At every Trump rally, there is a sprinkling of African Americans in attendance. While Trump is hailing his accomplishments regarding employment of American Americans, that has not generated much support within the black community. Nevertheless, he doesn’t have to increase his African American support by much. In 2016, Trump received 8 percent of win much support. In 2016, Trump received 8 percent of the black vote (2 percent higher then the six percent Mitt Romney received in 2012).
Despite Trump’s racist record of words and deeds since his inauguration, all he needs is to garner a slightly bigger chunk of the black vote is all that he needs. To that end, in November Team Trump launched “Black Voices for Trump.” Trump pointedly said: “The Democratic Party left you. Today, we say: Welcome to the Republican Party.”
“Just as with the Latino vote, Trump’s outreach to African Americans isn’t about winning a majority of their votes,” Capehart noted, “It’s about shaving off enough votes from the expected Democratic hold on the black vote to eke out a win.”
If the 2016 drop-off in black votes happens again in November, Trump will most assuredly benefit. A March 2017 study by the Wisconsin State Journal found that “Republican Donald Trump received about 2,700 fewer votes than 2012 GOP nominee Mitt Romney,” the newspaper reported in March 2017, “while Democrat Hillary Clinton received almost 239,000 fewer votes than President Barack Obama.”

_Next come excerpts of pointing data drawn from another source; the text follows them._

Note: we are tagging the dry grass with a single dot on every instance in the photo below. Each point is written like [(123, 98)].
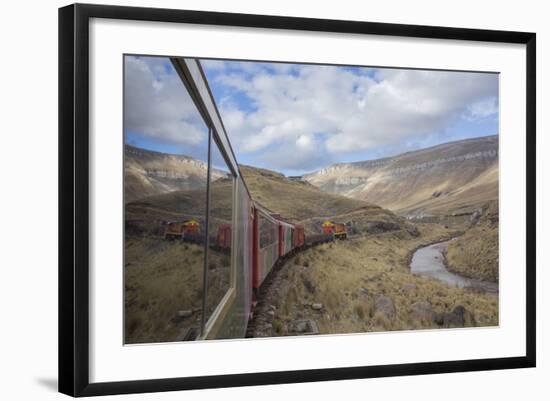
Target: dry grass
[(162, 278), (348, 276)]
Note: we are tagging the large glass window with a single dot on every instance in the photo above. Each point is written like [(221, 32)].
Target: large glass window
[(220, 228), (165, 182)]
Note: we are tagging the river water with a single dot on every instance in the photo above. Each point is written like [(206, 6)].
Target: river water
[(429, 261)]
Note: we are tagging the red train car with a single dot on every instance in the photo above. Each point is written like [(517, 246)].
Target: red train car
[(223, 239), (299, 239)]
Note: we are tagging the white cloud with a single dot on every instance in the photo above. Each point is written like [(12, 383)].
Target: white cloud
[(353, 112), (157, 105), (483, 108)]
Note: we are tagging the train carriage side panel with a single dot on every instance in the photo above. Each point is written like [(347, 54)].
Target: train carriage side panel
[(268, 246), (286, 239)]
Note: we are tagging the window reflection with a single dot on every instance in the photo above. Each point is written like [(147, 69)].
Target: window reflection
[(165, 181), (220, 230)]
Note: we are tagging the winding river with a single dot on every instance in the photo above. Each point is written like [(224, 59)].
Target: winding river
[(429, 261)]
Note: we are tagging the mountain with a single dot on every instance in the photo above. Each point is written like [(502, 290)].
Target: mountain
[(148, 173), (455, 177), (295, 201)]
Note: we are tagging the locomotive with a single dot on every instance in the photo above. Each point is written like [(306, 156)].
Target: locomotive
[(254, 240)]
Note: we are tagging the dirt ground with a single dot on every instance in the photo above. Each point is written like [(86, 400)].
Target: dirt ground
[(365, 285)]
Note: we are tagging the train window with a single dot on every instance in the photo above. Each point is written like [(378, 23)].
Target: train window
[(268, 232), (165, 188), (220, 228)]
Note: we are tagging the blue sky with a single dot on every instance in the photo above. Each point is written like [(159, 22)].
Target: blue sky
[(297, 118)]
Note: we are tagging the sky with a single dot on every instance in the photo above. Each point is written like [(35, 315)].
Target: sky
[(298, 118)]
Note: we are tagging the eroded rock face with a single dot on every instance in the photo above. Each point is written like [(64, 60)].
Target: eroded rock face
[(422, 310), (385, 306)]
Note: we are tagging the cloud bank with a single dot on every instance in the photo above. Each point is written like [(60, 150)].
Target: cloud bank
[(297, 118)]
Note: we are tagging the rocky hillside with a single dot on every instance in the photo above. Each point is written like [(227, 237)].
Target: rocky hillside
[(295, 201), (453, 177), (149, 173)]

Capehart pointed out that “According to the 2016 exit polls, Clinton won black women by 90 percentage points, but her advantage over Trump with black men was just 69 percentage points. Thirteen percent of African American men voted for Trump, and five percent voted for third-party candidates. That’s 18 percent of the black male vote that went to someone other than the Democrat.” How many of these voters can be persuaded to stick with or come over to team Trump and can their numbers be overcome by newly energized Black voters?
But Trump and the GOP are not content with the just increasing his numbers among Latino and African American voters. In addition to courting these votes, Trump’s GOP has launched, what has become a “tidal wave” of voter suppression efforts. “States are engaging in aggressive voter roll purges, polling site closures and uneven voting resource allocations that, in some cases, violate the law,” said Kristen Clarke, president and executive director of the National Lawyers' Committee for Civil Rights Under Law. “However, the Justice Department under President Donald Trump has not filed a single voting rights case on behalf of voters of color, only lawsuits to protect military voters.”